Cette fois, pas de Montmireil, mais un Borel ! Presque la même année, Jules Gouffé indique que le mot « glacer » sapplique aux entremets que l’on prépare à la glace, tels que nesselrode, chateaubriand (encore avec un d), etc. Il donne une recette de « sauce à la maître d’hôtel liée, dite chateaubriand », faite de vin blanc, glace de viande, espagnole, liée au beurre maître d’hôtel (beurre, persil, sel, poivre, citron)… d’ailleurs avec une indication intéressante : « Ce beurre ne doit être manié que pour faire le mélange ; on l’userait si on le travaillait trop longtemps ».
Puis il indique une recette d’aloyau, avec cette sauce, un filet chateaubriand, avec des tranches de filet de bœuf, des pommes de terre taillées en olives et sautées au beurre et une sauce chateaubriand
Et, finalement, je trouve dans son livre la recette d’une pâtisserie du nom de châteaubriant… mais avec un accent circonflexe, et un t final ! Ce serait une croustade faite de pâte à napolitain, garnie de crème glacée (jaunes d’oeuf, sucre, crème) avec des fruits cuits dans le sucre, avec du marasquin.

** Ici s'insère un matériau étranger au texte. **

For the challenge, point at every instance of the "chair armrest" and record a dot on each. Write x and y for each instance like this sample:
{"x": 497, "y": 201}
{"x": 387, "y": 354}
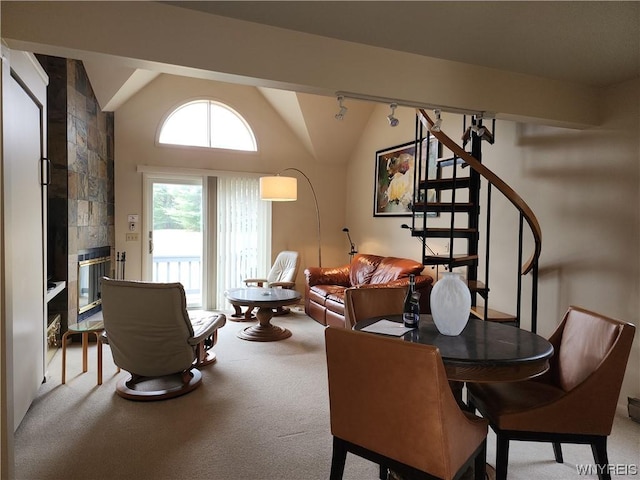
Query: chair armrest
{"x": 204, "y": 324}
{"x": 283, "y": 284}
{"x": 327, "y": 276}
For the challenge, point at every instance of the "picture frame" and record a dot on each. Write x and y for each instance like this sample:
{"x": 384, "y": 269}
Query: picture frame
{"x": 394, "y": 188}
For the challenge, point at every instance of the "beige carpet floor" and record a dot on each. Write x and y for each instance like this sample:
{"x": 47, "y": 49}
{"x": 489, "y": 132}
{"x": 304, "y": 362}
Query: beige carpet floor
{"x": 261, "y": 413}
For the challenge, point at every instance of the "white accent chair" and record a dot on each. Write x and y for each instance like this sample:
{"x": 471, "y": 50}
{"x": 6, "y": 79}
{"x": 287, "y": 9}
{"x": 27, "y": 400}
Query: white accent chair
{"x": 282, "y": 275}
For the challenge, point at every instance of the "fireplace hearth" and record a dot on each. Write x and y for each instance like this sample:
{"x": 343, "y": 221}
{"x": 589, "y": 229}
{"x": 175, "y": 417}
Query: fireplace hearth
{"x": 93, "y": 264}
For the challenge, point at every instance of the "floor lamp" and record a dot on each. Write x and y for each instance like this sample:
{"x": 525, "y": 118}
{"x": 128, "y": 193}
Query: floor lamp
{"x": 277, "y": 188}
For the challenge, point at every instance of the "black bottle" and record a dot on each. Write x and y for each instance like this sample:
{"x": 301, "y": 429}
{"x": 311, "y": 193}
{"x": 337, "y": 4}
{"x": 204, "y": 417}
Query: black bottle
{"x": 411, "y": 309}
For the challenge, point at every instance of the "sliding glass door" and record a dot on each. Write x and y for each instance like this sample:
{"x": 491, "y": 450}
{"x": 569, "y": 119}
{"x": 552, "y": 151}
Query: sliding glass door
{"x": 209, "y": 233}
{"x": 175, "y": 235}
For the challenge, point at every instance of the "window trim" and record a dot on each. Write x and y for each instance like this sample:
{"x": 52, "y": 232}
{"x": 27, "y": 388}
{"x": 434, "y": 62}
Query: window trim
{"x": 209, "y": 101}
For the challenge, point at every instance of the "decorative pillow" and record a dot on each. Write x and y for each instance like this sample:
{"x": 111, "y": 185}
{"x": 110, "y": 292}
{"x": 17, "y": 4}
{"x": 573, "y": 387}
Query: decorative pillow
{"x": 362, "y": 268}
{"x": 392, "y": 268}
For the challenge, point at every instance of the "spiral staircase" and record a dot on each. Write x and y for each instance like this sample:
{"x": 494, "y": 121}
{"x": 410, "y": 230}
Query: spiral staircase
{"x": 458, "y": 194}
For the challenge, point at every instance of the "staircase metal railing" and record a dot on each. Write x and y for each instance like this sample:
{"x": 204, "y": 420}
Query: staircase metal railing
{"x": 526, "y": 215}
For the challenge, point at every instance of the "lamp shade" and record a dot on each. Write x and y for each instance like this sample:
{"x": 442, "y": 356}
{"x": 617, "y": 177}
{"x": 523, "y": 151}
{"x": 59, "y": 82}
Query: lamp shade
{"x": 279, "y": 189}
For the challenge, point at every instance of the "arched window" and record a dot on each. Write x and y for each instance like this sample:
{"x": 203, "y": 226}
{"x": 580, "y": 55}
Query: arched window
{"x": 205, "y": 123}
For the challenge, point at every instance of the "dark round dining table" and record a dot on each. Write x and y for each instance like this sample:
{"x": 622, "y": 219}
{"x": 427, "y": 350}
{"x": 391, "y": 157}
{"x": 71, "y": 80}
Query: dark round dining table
{"x": 483, "y": 351}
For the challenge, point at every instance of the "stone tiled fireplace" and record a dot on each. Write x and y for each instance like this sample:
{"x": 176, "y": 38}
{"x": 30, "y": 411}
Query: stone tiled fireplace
{"x": 81, "y": 200}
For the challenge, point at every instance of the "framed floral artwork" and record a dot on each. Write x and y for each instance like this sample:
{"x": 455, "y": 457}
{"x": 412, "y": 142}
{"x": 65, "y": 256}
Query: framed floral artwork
{"x": 394, "y": 178}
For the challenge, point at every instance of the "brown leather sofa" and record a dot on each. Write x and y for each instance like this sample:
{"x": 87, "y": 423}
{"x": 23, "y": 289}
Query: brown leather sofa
{"x": 324, "y": 289}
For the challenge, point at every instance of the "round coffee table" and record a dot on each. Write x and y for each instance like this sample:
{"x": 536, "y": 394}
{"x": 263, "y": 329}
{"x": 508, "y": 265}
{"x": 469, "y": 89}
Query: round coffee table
{"x": 265, "y": 299}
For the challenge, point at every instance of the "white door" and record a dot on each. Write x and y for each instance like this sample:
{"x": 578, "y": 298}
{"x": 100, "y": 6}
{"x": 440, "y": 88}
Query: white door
{"x": 24, "y": 114}
{"x": 176, "y": 235}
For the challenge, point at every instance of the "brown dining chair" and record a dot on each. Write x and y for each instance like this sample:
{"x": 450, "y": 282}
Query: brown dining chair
{"x": 390, "y": 403}
{"x": 361, "y": 303}
{"x": 574, "y": 402}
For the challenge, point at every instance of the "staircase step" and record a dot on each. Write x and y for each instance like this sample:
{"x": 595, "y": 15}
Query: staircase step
{"x": 444, "y": 232}
{"x": 440, "y": 207}
{"x": 448, "y": 162}
{"x": 492, "y": 315}
{"x": 476, "y": 286}
{"x": 457, "y": 260}
{"x": 446, "y": 183}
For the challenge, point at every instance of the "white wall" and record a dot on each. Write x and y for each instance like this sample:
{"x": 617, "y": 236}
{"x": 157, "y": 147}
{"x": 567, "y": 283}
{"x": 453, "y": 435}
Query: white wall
{"x": 294, "y": 223}
{"x": 582, "y": 185}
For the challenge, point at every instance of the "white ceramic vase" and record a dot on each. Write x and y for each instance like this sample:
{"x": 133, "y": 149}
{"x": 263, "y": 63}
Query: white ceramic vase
{"x": 450, "y": 304}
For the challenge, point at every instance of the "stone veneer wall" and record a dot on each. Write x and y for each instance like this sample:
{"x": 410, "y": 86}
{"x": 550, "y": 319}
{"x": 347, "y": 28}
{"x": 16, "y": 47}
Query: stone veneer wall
{"x": 80, "y": 146}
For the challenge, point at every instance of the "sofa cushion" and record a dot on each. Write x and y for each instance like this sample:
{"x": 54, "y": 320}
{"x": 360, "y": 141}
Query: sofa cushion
{"x": 320, "y": 292}
{"x": 392, "y": 268}
{"x": 362, "y": 268}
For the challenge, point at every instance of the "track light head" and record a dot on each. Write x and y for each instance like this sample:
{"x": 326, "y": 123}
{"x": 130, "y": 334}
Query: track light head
{"x": 437, "y": 124}
{"x": 343, "y": 110}
{"x": 393, "y": 121}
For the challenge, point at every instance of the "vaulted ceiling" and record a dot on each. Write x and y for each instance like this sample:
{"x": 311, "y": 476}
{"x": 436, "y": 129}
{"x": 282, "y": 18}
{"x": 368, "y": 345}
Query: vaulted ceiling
{"x": 576, "y": 45}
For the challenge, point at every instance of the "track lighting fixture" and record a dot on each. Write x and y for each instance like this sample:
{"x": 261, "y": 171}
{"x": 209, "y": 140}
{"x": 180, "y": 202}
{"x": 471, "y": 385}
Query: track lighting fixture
{"x": 437, "y": 124}
{"x": 343, "y": 110}
{"x": 393, "y": 121}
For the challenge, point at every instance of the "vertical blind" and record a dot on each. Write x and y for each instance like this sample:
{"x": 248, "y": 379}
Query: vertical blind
{"x": 243, "y": 234}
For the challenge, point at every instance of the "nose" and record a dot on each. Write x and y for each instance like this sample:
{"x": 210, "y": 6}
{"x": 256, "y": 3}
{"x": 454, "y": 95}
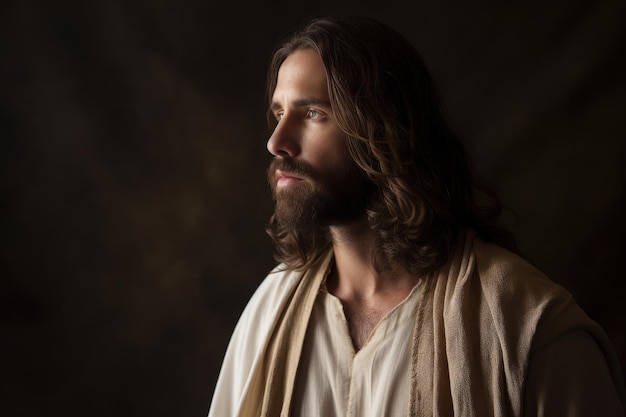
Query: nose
{"x": 284, "y": 140}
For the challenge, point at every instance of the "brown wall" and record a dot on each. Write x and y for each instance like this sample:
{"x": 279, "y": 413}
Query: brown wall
{"x": 133, "y": 176}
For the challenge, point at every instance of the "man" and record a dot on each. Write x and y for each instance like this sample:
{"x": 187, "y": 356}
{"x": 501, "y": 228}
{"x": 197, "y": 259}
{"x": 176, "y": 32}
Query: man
{"x": 397, "y": 293}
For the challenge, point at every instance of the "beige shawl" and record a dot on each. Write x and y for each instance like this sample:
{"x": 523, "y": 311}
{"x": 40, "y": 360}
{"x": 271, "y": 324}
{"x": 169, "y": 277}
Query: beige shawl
{"x": 477, "y": 325}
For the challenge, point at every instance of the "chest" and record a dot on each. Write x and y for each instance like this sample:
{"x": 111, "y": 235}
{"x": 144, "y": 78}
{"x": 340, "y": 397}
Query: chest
{"x": 335, "y": 379}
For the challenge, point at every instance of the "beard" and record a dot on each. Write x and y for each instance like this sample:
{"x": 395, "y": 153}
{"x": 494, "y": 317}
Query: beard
{"x": 339, "y": 196}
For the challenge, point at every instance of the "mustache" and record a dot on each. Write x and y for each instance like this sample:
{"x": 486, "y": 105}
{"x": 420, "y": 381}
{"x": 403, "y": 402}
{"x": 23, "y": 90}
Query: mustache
{"x": 291, "y": 166}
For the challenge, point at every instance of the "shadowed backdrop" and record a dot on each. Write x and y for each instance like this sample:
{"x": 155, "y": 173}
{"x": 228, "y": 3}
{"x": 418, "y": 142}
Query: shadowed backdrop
{"x": 134, "y": 198}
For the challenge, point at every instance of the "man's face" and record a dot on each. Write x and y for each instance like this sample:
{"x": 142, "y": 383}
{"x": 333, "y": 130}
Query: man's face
{"x": 313, "y": 177}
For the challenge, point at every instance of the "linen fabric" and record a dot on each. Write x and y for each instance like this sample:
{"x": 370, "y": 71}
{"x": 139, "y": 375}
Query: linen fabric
{"x": 483, "y": 338}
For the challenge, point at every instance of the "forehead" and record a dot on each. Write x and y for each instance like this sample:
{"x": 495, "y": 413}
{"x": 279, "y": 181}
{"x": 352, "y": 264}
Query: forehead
{"x": 302, "y": 71}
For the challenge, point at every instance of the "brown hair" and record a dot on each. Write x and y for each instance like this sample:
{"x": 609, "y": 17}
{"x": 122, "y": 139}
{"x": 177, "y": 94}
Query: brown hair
{"x": 383, "y": 98}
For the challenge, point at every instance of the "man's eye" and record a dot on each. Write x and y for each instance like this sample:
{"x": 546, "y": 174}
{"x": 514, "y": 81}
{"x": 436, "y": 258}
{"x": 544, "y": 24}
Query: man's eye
{"x": 313, "y": 114}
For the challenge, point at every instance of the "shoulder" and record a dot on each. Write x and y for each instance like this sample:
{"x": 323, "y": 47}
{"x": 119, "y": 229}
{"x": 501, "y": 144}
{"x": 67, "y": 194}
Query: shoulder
{"x": 249, "y": 339}
{"x": 267, "y": 301}
{"x": 523, "y": 297}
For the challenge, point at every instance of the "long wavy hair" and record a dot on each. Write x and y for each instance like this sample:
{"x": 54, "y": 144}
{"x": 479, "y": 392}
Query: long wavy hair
{"x": 425, "y": 190}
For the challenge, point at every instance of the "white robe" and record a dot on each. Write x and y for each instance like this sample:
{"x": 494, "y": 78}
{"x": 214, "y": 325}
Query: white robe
{"x": 489, "y": 341}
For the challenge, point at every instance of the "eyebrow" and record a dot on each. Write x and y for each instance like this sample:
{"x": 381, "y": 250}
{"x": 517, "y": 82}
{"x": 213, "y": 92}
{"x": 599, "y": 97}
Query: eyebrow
{"x": 303, "y": 103}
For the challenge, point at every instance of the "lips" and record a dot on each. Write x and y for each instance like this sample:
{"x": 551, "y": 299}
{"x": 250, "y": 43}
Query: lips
{"x": 285, "y": 179}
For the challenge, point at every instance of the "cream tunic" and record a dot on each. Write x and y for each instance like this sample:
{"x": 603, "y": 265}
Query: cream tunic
{"x": 335, "y": 381}
{"x": 373, "y": 381}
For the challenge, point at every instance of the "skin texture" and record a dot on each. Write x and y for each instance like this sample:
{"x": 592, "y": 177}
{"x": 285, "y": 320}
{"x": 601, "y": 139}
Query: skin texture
{"x": 314, "y": 177}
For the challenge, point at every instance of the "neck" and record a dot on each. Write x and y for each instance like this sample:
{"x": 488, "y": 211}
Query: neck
{"x": 354, "y": 274}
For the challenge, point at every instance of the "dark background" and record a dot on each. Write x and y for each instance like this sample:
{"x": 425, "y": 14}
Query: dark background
{"x": 133, "y": 160}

La clé du mystère, la fin de toutes les confusions, tient dans une « observation sur le Châteaubriant et sur la Sicilienne » : « Le créateur de ces deux entremets, le Châteaubriant et la Sicilienne, est M. Montmirel, assez connu de quiconque s’occupe de cuisine pour qu’il soit superflu de rappeler ses titres. Je donne les deux recettes exactement telles qu’il me les a communiquées lui-même. On fait des Châteaubriant et des Siciliennes de toutes les manières, mais je puis garantir que les recettes que j’indique sont les seules véritablement conformes aux procédés de l’inventeur ».
Finalement, c’est très clair :
1. Un chateaubriand, sans accent circonflexe et avec un d, est une pièce de viande épaisse, servie avec une sauce à la maître d’hôtel liée, dite chateaubriand, faite de vin blanc, glace de viande, espagnole, liée au beurre maître d’hôtel (beurre, persil, sel, poivre, citron). Et ce n’est pas Montmireil (ni Montmareil, comme on le lit parfois) qui la prépara, mais Borel.
2. Un châteaubriant, avec accent circonflexe et avec un t final, est une pâtisserie : un socle et une bordure de pâte à napolitain, et une garniture en crème glacée au marasquin, qui accompagne des fruits cuits au sirop.